[FFmpeg-devel] [PATCH] AAC Decoder - Round 2.

Sun Jun 29 15:50:52 CEST 2008

2008/6/29 Michael Niedermayer <michaelni at gmx.at>:
> On Sun, Jun 29, 2008 at 10:42:40AM +0100, Robert Swain wrote:
>> 2008/6/27 Michael Niedermayer <michaelni at gmx.at>:
>> > On Fri, Jun 27, 2008 at 03:35:06PM +0100, Robert Swain wrote:
>> >> 2008/6/23 Michael Niedermayer <michaelni at gmx.at>:
>> >> > On Mon, Jun 23, 2008 at 02:10:56PM +0100, Robert Swain wrote:
>> >> >> 2008/6/20 Michael Niedermayer <michaelni at gmx.at>:
>> >> >> > On Thu, Jun 19, 2008 at 04:22:57PM +0100, Robert Swain wrote:
>> >> >> > [...]
>> >> >> >> +
>> >> >> >> +    for (g = 0; g < ics->num_window_groups; g++) {
>> >> >> >> +        for (i = 0; i < ics->max_sfb; i++) {
>> >> >> >> +            if (cb[g][i] == NOISE_HCB) {
>> >> >> >> +                for (group = 0; group < ics->group_len[g]; group++) {
>> >> >> >> +                    float energy = 0;
>> >> >> >> +                    float scale = 1.;// / (float)(offsets[i+1] - offsets[i]);
>> >> >> >> +                    for (k = offsets[i]; k < offsets[i+1]; k++)
>> >> >> >> +                        energy += (float)icoef[group*128+k] * icoef[group*128+k];
>> >> >> >> +                    scale *= sf[g][i] / sqrt(energy);
>> >> >> >
>> >> >> > are you sure that the random values have to be normalized like that?
>> >> >> > I suspect energy is supposed tp be a constant.
>> >> >>
>> >> >> That's how it is in the spec.
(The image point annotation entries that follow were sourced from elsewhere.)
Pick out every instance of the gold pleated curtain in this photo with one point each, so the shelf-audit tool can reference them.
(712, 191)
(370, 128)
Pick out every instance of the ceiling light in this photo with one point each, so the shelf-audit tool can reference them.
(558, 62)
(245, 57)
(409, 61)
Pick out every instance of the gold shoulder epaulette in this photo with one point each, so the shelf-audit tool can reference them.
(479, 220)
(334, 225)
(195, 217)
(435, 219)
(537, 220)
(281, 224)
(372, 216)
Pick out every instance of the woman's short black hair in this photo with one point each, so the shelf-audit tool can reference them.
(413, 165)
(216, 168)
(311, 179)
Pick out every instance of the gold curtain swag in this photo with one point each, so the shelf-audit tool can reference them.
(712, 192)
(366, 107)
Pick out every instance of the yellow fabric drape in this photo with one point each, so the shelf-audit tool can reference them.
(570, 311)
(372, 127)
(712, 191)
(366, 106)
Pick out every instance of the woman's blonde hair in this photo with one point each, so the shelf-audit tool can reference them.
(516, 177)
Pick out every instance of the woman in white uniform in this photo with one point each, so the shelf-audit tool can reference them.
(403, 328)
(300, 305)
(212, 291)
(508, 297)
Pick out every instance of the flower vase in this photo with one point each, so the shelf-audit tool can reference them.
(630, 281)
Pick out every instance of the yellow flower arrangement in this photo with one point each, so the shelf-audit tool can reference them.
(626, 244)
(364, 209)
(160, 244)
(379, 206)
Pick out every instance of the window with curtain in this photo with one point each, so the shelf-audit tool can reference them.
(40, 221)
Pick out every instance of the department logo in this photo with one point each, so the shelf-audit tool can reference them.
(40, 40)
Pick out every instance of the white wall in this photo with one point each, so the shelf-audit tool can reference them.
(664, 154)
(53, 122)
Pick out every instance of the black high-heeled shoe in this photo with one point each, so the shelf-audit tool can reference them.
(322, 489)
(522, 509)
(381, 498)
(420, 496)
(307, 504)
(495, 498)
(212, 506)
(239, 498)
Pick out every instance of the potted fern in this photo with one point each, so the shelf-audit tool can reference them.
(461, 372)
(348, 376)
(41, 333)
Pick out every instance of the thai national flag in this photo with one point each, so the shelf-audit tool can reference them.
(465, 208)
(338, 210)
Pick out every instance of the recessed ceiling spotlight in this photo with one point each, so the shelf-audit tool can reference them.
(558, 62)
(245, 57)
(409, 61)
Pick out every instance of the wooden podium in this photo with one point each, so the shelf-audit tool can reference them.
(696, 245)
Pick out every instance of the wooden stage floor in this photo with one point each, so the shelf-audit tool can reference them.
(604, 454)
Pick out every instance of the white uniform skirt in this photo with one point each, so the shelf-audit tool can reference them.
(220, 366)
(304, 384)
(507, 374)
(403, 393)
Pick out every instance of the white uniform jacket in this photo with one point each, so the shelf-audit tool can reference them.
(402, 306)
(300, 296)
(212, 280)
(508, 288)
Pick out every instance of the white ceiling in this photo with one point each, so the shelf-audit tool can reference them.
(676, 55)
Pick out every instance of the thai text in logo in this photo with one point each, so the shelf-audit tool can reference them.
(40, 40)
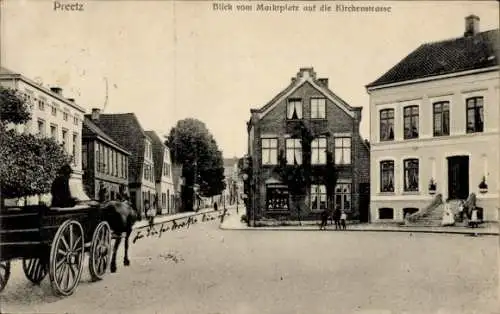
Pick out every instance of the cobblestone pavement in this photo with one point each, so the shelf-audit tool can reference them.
(202, 269)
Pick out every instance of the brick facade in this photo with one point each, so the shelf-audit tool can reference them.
(340, 120)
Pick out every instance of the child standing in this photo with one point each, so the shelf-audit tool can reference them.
(343, 218)
(473, 218)
(149, 211)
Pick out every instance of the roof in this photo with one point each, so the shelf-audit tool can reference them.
(446, 57)
(158, 151)
(9, 74)
(89, 129)
(176, 176)
(305, 76)
(125, 129)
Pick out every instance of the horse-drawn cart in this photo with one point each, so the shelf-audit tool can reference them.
(54, 241)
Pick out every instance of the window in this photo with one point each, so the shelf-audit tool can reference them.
(318, 197)
(408, 211)
(294, 109)
(84, 157)
(343, 196)
(277, 198)
(318, 108)
(293, 151)
(410, 122)
(411, 175)
(387, 125)
(53, 131)
(65, 139)
(387, 176)
(163, 200)
(105, 161)
(41, 127)
(441, 113)
(318, 151)
(98, 156)
(269, 151)
(385, 213)
(475, 115)
(73, 151)
(343, 151)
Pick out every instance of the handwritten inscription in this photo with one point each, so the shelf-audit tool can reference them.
(182, 223)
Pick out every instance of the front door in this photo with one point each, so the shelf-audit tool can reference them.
(458, 177)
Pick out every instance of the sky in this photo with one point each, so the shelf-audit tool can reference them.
(170, 60)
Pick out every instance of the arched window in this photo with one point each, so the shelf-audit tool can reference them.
(387, 176)
(385, 213)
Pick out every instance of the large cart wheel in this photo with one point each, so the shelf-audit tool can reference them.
(35, 269)
(100, 251)
(4, 274)
(66, 258)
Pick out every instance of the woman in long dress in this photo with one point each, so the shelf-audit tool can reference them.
(448, 219)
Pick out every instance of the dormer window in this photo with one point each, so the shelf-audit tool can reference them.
(294, 109)
(318, 108)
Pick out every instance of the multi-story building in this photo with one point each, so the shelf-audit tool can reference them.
(126, 130)
(230, 192)
(308, 100)
(104, 162)
(52, 115)
(163, 175)
(435, 126)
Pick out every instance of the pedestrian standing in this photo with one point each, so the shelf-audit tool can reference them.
(149, 211)
(343, 218)
(474, 221)
(336, 217)
(324, 220)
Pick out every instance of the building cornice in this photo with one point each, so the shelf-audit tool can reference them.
(432, 78)
(17, 76)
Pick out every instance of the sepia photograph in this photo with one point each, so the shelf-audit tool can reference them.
(249, 157)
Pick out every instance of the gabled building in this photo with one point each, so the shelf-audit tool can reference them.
(307, 100)
(126, 130)
(104, 163)
(163, 175)
(52, 115)
(435, 126)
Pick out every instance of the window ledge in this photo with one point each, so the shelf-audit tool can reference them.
(386, 193)
(411, 193)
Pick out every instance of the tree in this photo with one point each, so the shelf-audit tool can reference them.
(28, 164)
(194, 147)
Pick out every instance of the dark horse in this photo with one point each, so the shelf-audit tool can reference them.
(121, 216)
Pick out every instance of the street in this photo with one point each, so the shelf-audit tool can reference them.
(202, 269)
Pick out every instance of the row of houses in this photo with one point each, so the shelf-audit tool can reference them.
(434, 130)
(109, 151)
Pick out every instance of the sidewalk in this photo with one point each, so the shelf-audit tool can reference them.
(233, 222)
(166, 218)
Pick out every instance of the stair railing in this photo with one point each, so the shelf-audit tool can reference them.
(435, 203)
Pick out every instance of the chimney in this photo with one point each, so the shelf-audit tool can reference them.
(95, 114)
(56, 90)
(324, 82)
(471, 25)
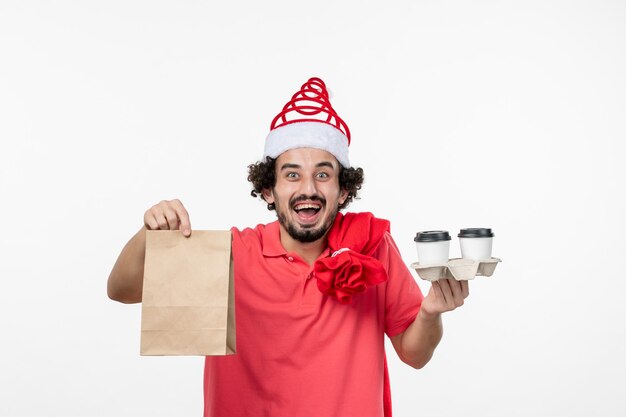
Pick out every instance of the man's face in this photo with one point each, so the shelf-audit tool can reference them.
(307, 194)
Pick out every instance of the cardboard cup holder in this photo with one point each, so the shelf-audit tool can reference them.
(457, 268)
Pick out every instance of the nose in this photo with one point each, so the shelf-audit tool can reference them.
(308, 187)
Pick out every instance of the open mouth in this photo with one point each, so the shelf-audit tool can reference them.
(307, 211)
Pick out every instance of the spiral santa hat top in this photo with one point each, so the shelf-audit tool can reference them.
(309, 121)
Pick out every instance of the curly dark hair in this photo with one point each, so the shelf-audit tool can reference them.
(262, 175)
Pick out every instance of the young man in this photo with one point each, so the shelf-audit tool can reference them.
(315, 291)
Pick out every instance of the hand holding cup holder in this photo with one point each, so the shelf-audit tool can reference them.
(433, 252)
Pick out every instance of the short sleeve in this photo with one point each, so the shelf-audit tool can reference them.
(403, 296)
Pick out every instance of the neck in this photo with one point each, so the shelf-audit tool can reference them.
(309, 251)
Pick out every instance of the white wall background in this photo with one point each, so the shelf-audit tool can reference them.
(505, 114)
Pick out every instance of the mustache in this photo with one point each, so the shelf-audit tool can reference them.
(301, 198)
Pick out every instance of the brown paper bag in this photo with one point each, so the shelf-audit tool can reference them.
(188, 294)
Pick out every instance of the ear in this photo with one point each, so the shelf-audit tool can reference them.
(268, 196)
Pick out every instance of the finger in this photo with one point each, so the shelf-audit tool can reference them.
(171, 218)
(183, 217)
(447, 293)
(465, 288)
(457, 292)
(159, 216)
(150, 221)
(437, 290)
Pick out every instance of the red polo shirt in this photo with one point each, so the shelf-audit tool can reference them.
(301, 353)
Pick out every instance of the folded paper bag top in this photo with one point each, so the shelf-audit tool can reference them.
(188, 294)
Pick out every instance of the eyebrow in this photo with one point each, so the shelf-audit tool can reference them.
(318, 165)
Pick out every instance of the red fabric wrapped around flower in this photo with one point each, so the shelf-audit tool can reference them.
(351, 268)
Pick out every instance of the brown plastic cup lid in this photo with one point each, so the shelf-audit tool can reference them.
(476, 232)
(432, 236)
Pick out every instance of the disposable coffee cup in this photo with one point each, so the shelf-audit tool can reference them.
(476, 243)
(433, 247)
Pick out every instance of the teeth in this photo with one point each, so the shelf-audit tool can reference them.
(306, 206)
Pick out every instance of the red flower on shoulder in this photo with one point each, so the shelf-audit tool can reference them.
(347, 273)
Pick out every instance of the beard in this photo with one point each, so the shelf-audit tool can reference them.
(306, 234)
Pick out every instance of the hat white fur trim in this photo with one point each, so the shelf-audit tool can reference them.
(319, 135)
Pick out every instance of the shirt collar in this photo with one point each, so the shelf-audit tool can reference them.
(271, 240)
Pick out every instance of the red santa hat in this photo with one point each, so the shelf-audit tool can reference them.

From section 4.6.13 Perceptual Noise
>> >> >> Substitution (PNS):
>> >> >
>> >> > Ive checked the spec before my reply, and i belive your code is wrong.
>> >> >
>> >> >> The energy information for percpetual noise substitution decoding is
>> >> >> represented by a "noise energy" value indicating the overall power of
>> >> >> the substituted spectral coefficients in steps of 1.5 dB. If noise
>> >> >> substitution coding is active for a particular group and scalefactor
>> >> >> band, a noise energy value is transmitted instead of the scalefactor
>> >> >> of the respective channel.
>> >> >
>> >> > Doesnt say that the output from the random number generator should be choped
>> >> > up in bands and each independantly renormalized.
>> >> >
>> >> > Heres what the spec says:
>> >> >    /* Decode noise energies for this group */
>> >> >    for (sfb=0; sfb<max_sfb; sfb++)
>> >> >        if (is_noise(g,sfb))
>> >> >            noise_nrg[g][sfb] = nrg += dpcm_noise_nrg[g][sfb];
>> >> >    /* Do perceptual noise substitution decoding */
>> >> >    for (b=0; b<window_group_length[g]; b++) {
>> >> >        for (sfb=0; sfb<max_sfb; sfb++) {
>> >> >            if (is_noise(g,sfb)) {
>> >> >                offs = swb_offset[sfb];
>> >> >                size = swb_offset[sfb+1] - offs;
>> >> >                /* Generate random vector */
>> >> >                gen_rand_vector( &spec[g][b][sfb][0], size );
>> >> >                scale = 1/(size * sqrt(MEAN_NRG));
>> >> >                scale *= 2.0^(0.25*noise_nrg [g][sfb]);
>> >> >                /* Scale random vector to desired target energy */
>> >> >                for (i=0; i<len; i++)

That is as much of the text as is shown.